If a trademark is used, uncontested, for five years from registration, the mark becomes “incontestable” upon the filing of a declaration of such use, and may only be challenged under certain limited, specified conditions.

7. Federal Court Jurisdiction

A trademark registrant may file claims of trademark infringement in federal court, even in the absence of diversity of citizenship, and may seek an injunction, or damages, or both. If goods are being sold under a mark that counterfeits a mark registered on the Principal Register, a United States Attorney may bring a civil action requesting that the counterfeited goods be seized to prevent further harm to the rightful trademark registrant.

8. Damages

It is within the court’s discretion to award a registrant lost profits for trademark infringement, as set forth in the Lanham Act, and may award “treble damages” (up to three times the actual damages proven in court).

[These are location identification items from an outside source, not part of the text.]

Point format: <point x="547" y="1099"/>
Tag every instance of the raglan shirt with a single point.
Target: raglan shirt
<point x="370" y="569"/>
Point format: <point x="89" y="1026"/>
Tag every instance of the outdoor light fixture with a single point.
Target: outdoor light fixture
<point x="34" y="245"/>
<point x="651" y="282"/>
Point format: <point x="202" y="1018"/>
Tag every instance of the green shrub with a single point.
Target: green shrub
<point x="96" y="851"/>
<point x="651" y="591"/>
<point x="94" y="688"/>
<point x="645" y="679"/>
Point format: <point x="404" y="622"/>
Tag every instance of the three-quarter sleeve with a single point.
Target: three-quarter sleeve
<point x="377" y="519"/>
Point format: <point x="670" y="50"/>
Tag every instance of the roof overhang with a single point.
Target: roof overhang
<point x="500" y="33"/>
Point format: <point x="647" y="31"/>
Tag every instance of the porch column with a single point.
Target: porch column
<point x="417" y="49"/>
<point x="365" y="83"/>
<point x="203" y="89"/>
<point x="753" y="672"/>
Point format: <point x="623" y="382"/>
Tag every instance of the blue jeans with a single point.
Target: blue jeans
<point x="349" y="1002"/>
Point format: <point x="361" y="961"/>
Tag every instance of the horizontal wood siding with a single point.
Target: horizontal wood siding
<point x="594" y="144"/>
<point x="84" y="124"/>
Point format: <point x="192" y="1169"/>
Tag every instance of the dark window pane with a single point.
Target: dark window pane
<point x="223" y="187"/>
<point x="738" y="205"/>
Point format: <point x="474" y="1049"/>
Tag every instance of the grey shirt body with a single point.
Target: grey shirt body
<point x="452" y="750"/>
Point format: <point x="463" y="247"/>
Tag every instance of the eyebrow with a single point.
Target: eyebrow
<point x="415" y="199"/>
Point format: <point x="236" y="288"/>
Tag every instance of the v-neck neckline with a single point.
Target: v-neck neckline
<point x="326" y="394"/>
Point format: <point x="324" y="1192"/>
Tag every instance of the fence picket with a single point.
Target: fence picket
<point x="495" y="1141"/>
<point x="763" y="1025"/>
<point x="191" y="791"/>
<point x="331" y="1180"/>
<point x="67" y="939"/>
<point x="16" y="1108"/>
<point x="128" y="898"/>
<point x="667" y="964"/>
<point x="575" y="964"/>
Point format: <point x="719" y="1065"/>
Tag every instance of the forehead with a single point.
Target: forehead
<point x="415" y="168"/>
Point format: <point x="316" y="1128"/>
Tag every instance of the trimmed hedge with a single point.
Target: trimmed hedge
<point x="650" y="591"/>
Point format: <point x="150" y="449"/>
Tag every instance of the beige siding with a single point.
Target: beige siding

In exceptional cases, the court may also award attorney fees.

9. U.S. Customs

Registered trademarks may be recorded with the U.S. Customs Service to stop the importation of goods bearing infringing marks.

10. Deterrence

The U.S. Patent and Trademark Office will refuse to register any confusingly similar trademarks that may infringe on a registrant’s trademark. Additionally, anyone doing a trademark search should discover the registrant’s trademark and be dissuaded from using the same or similar mark for the same or related product or service. Furthermore, an opponent will be more intimidated, and a judge or jury more convinced by your position, if you have a registration. A registration also suggests that you have already invested money in your trademark and that you are ready to defend your investment.